Now, however, susceptibility to the flu has been magnified by conditions at the border resulting from the Migration Protection Protocols (MPP) and the resulting unofficial border camps – and crowded CBP facilities. The sheer number of children living in tents along the border and held for extended periods in CBP facilities increases the spread of the flu virus and complicates treatment.
At least three children – aged 2, 6, and 16 – have died in CBP custody since December 2018 of flu-related illness. In a letter to Congress, doctors cite poor conditions at CBP facilities for amplifying the spread of influenza and other infectious diseases. Health care professionals also suspect that DHS and the Department of Health and Human Services (HHS) may not be following the best practices with respect to screening, treatment, isolation, and prevention of influenza, and asked Congress to investigate.
As a result, parents in MPP are forced to send a child who falls ill back to border officials as an unaccompanied minor – who are never placed in the queue to wait in Mexico – in order to ensure that the child will be given medical care by ORR.

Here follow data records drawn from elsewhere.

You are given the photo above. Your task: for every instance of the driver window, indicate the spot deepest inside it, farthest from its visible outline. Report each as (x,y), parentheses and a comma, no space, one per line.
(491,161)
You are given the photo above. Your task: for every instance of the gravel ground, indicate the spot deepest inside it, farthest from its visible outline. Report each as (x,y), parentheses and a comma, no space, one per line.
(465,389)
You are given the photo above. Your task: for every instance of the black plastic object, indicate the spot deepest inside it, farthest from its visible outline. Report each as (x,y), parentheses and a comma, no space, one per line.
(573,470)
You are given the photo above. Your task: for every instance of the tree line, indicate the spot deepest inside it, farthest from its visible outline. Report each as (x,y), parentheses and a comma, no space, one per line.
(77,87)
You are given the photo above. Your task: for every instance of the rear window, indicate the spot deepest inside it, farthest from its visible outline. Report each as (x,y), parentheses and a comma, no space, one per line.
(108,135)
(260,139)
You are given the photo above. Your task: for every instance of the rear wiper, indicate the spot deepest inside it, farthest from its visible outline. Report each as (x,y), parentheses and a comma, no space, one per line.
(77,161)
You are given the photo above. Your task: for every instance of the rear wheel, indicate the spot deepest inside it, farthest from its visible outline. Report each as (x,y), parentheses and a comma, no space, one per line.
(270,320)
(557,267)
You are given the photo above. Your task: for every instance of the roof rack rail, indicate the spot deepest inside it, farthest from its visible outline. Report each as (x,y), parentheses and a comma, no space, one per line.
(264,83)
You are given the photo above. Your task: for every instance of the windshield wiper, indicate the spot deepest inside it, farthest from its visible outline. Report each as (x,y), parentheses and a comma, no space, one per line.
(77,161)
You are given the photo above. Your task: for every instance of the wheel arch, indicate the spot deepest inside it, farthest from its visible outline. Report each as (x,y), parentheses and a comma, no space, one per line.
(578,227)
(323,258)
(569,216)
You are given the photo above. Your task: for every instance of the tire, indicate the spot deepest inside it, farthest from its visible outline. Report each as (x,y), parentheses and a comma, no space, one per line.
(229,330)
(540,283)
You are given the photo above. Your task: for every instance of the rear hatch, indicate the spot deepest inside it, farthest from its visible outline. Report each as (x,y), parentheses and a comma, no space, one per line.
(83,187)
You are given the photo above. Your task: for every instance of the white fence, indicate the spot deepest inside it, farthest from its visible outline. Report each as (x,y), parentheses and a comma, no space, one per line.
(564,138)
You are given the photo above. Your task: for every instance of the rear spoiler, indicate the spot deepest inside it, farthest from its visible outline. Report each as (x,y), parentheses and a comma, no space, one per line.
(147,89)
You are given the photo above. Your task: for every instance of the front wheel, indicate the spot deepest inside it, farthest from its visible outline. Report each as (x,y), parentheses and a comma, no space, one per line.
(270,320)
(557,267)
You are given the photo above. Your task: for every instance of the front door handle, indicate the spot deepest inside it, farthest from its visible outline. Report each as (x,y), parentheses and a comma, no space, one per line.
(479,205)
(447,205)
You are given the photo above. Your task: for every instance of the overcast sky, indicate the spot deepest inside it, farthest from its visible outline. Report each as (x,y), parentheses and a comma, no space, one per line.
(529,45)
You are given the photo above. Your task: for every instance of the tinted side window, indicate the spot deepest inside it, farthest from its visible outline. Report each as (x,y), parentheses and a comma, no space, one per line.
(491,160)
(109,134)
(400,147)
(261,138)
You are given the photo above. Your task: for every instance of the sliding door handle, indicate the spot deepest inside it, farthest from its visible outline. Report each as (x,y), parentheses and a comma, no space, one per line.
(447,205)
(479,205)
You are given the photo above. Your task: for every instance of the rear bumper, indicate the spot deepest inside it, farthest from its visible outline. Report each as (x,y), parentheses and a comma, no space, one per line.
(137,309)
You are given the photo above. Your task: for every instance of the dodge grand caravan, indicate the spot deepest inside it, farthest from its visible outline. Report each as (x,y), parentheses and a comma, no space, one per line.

To make matters worse, when a child reaches the border, CBP officials are often the only government officials who interact with children of asylum-seeking families prior to their return back to Mexico to wait for admission under MPP. The MPP guidelines give CBP officers full discretion to assess the physical and mental health of an individual for the purpose of deciding whether they are fit to wait in Mexico – a task for which they are manifestly unqualified.
Essentially, CBP officers are charged with eyeballing children and determining how healthy they are, without the aid of any health care background or knowledgeable assessment. Children placed in MPP are likely to never get any care until they get desperately ill – and even then, probably not. Prophylactic vaccination could help resolve the problem.

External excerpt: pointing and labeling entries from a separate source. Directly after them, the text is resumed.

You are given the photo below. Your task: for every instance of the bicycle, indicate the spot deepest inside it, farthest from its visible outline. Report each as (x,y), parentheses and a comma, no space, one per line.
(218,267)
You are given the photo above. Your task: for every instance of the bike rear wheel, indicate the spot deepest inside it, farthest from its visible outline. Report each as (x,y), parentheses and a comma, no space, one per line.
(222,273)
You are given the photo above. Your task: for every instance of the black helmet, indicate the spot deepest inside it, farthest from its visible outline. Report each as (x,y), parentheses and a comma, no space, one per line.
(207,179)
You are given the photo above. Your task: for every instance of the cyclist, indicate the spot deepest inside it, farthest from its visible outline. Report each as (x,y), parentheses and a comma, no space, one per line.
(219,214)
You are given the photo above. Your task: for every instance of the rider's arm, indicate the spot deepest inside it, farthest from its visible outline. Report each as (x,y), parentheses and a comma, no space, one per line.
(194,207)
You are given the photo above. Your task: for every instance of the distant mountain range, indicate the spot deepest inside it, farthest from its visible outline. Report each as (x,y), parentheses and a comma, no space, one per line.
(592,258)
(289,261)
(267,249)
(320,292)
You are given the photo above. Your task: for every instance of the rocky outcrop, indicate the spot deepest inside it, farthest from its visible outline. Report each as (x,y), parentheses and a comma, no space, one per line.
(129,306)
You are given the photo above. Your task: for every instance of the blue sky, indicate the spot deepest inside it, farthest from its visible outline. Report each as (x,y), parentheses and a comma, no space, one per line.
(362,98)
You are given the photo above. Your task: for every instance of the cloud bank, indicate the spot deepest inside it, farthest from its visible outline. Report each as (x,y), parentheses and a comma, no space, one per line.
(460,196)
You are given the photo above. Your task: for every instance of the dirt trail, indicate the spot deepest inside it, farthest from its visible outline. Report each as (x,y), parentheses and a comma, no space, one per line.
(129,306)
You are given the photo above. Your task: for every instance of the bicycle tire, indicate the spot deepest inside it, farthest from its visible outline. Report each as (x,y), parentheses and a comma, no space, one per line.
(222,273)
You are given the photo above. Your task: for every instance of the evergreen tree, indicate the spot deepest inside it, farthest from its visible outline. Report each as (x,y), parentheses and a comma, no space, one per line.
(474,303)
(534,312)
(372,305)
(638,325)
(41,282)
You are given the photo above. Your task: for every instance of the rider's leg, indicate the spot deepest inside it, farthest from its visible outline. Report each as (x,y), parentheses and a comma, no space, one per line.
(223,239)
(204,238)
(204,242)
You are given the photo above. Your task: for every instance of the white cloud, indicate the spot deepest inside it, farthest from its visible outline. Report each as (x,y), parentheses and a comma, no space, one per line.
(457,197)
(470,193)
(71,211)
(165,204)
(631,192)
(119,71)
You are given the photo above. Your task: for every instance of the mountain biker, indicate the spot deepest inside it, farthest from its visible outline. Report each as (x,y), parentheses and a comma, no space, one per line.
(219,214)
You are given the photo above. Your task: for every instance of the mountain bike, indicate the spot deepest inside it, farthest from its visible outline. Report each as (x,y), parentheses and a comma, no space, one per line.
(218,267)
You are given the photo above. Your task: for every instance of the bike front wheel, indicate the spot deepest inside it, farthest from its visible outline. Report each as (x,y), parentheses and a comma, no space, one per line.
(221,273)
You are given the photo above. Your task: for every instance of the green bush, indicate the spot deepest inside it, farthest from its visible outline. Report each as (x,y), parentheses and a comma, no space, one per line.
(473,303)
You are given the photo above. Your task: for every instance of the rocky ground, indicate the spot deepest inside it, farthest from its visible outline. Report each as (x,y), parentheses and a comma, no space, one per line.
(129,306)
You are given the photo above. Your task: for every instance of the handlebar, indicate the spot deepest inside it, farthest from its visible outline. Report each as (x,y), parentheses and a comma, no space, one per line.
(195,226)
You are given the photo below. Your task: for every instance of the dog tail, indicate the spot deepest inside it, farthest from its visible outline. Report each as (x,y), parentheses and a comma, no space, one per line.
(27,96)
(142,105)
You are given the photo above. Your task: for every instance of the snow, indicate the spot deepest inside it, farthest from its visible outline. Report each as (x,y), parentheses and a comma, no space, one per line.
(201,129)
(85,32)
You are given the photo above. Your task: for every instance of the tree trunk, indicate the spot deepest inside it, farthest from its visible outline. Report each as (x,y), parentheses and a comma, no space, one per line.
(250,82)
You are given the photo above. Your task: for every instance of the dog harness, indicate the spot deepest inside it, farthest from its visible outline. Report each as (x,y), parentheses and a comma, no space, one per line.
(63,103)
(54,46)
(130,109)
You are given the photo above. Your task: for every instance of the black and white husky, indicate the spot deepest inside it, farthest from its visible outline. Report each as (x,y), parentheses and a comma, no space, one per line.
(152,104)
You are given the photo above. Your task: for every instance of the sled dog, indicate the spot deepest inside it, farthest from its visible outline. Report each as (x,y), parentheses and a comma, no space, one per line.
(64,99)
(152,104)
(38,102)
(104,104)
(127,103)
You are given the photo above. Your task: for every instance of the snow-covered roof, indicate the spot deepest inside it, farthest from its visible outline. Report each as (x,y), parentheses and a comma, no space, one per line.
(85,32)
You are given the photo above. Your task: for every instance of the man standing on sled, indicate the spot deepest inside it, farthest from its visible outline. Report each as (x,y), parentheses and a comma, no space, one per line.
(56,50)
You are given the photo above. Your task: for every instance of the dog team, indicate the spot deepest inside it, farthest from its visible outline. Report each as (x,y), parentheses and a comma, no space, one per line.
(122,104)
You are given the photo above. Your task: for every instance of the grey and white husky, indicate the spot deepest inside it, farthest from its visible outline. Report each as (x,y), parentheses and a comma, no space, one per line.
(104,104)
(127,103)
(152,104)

In an early April press call last year, Border Patrol Chief of Operations Brian Hastings said that the agency then sent an average of 63 people per day to get additional medical treatment – the highest number it has seen since it began tracking.

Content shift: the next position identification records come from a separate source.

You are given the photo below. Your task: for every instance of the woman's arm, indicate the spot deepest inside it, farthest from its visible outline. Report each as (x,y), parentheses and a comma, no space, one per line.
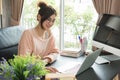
(25,44)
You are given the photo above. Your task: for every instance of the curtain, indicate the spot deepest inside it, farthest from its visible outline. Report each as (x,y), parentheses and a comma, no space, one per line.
(16,11)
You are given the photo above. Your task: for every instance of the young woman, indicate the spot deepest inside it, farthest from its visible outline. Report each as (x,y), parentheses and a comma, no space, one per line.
(39,40)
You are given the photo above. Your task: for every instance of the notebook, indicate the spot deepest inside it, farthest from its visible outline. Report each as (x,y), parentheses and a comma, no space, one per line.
(76,68)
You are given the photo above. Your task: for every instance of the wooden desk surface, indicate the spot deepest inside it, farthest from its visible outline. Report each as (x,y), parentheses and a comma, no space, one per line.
(96,72)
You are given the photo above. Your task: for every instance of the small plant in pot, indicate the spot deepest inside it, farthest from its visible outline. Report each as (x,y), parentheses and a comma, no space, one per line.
(23,68)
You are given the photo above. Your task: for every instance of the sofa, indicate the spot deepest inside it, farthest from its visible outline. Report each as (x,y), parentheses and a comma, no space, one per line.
(9,39)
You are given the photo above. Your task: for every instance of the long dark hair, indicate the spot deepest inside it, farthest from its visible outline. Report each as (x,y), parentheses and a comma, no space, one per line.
(45,11)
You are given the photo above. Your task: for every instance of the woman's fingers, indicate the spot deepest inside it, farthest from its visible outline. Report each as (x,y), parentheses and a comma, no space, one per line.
(52,70)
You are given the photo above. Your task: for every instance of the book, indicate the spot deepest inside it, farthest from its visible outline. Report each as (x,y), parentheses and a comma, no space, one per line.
(70,53)
(60,76)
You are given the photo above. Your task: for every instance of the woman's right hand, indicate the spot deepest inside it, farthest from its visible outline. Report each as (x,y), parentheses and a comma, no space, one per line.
(52,69)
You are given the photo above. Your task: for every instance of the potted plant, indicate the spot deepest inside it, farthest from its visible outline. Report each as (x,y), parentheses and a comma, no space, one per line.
(22,68)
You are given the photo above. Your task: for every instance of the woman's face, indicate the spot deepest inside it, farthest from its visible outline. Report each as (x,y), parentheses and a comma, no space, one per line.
(48,23)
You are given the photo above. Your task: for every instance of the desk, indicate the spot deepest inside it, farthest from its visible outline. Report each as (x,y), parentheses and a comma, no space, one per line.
(96,72)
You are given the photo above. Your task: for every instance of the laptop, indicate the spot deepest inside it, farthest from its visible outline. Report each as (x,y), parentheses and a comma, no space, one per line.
(76,67)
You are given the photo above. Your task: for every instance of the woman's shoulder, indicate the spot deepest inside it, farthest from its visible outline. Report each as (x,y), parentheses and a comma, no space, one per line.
(28,31)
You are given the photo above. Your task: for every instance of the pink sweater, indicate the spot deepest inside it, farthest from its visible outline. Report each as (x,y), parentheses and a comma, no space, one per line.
(31,43)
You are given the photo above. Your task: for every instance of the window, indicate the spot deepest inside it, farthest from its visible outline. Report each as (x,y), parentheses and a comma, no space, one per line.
(74,17)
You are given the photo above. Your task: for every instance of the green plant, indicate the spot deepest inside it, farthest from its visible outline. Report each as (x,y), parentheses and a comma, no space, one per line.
(23,68)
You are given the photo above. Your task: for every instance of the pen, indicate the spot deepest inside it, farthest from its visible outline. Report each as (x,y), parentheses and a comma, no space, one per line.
(80,39)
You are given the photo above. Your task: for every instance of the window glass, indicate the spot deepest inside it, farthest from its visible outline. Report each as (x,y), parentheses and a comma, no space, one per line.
(79,19)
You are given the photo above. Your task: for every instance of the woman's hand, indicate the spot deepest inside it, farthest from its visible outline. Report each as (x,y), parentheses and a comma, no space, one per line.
(52,69)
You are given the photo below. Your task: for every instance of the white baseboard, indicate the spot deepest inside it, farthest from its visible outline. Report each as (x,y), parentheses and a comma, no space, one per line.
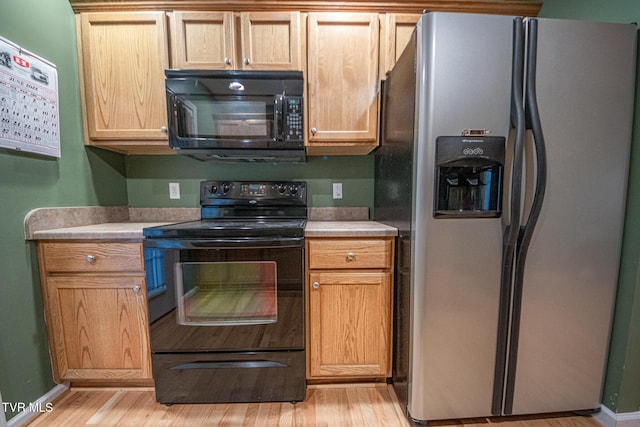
(31,411)
(608,418)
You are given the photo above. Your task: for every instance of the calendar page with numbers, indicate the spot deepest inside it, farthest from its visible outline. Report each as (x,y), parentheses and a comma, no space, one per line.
(28,102)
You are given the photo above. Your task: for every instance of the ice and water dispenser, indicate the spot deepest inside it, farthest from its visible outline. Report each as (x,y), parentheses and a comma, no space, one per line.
(469,173)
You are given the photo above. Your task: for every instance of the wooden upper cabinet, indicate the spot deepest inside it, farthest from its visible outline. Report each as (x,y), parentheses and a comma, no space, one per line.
(271,41)
(397,30)
(122,61)
(211,40)
(202,40)
(343,84)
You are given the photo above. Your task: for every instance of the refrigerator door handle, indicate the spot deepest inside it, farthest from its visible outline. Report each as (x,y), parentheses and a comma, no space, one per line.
(511,231)
(526,231)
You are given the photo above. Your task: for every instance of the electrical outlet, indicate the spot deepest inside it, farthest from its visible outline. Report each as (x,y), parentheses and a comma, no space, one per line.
(174,190)
(337,190)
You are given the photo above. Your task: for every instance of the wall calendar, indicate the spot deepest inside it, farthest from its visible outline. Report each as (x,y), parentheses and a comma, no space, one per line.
(28,102)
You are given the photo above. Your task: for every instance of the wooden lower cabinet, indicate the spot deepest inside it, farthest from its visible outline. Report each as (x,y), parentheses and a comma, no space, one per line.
(96,312)
(349,308)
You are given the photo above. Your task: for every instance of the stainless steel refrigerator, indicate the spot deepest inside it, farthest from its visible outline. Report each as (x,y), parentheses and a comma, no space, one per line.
(503,162)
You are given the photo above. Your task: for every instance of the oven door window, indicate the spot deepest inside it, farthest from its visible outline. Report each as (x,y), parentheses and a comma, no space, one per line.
(226,293)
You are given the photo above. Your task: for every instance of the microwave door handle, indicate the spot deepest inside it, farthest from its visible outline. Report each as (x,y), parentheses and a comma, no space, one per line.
(278,103)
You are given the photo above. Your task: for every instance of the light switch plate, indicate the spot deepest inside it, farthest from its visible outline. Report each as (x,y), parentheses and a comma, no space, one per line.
(174,190)
(337,190)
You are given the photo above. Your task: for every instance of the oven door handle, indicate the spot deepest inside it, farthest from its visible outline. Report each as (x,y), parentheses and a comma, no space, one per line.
(252,243)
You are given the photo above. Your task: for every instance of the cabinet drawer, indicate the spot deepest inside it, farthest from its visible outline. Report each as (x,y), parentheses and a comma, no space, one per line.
(90,257)
(347,253)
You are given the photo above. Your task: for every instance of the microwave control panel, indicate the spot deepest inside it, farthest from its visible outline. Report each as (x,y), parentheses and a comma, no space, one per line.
(293,119)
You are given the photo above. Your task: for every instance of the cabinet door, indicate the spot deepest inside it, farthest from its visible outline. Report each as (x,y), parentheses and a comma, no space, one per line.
(99,325)
(397,30)
(203,40)
(271,41)
(350,324)
(343,82)
(123,58)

In defense of the agency’s rejection to provide flu vaccinations, CBP spokeswoman Kelly Cahalan said:
CBP has significantly expanded medical support efforts, and now has more than 250 medical personnel engaged along the Southwest border. To try and layer a comprehensive vaccinations system on to that would be logistically very challenging for a number of reasons. The system and process for implementing vaccines -- for supply chains, for quality control, for documentation, for informed consent, for adverse reactions -- is complex, and those programs are already in place at other steps in the immigration process as appropriate.
But many argue these reasons are pretextual. According to one physician  , it would take less than half an hour to administer the vaccine to more than 100 children via a free mobile flu clinic. Groups of physicians and health care providers continue to protest the government’s refusal to allow them to administer flu shots to the willing. If CBP were to administer immunizations itself, the cost would be minimal; about $1.40. per immunization, and would likely prevent costly hospitalizations that result from complications of preventable disease.
Vaccinating children against the flu common across agencies in DHS and HHS, and is a practice (seemingly) easily translated to CBP facilities. Allowing physician volunteers access to the populations in the interim to administer immunizations at such low or no cost, with such obvious positive consequences, is a no-brainer.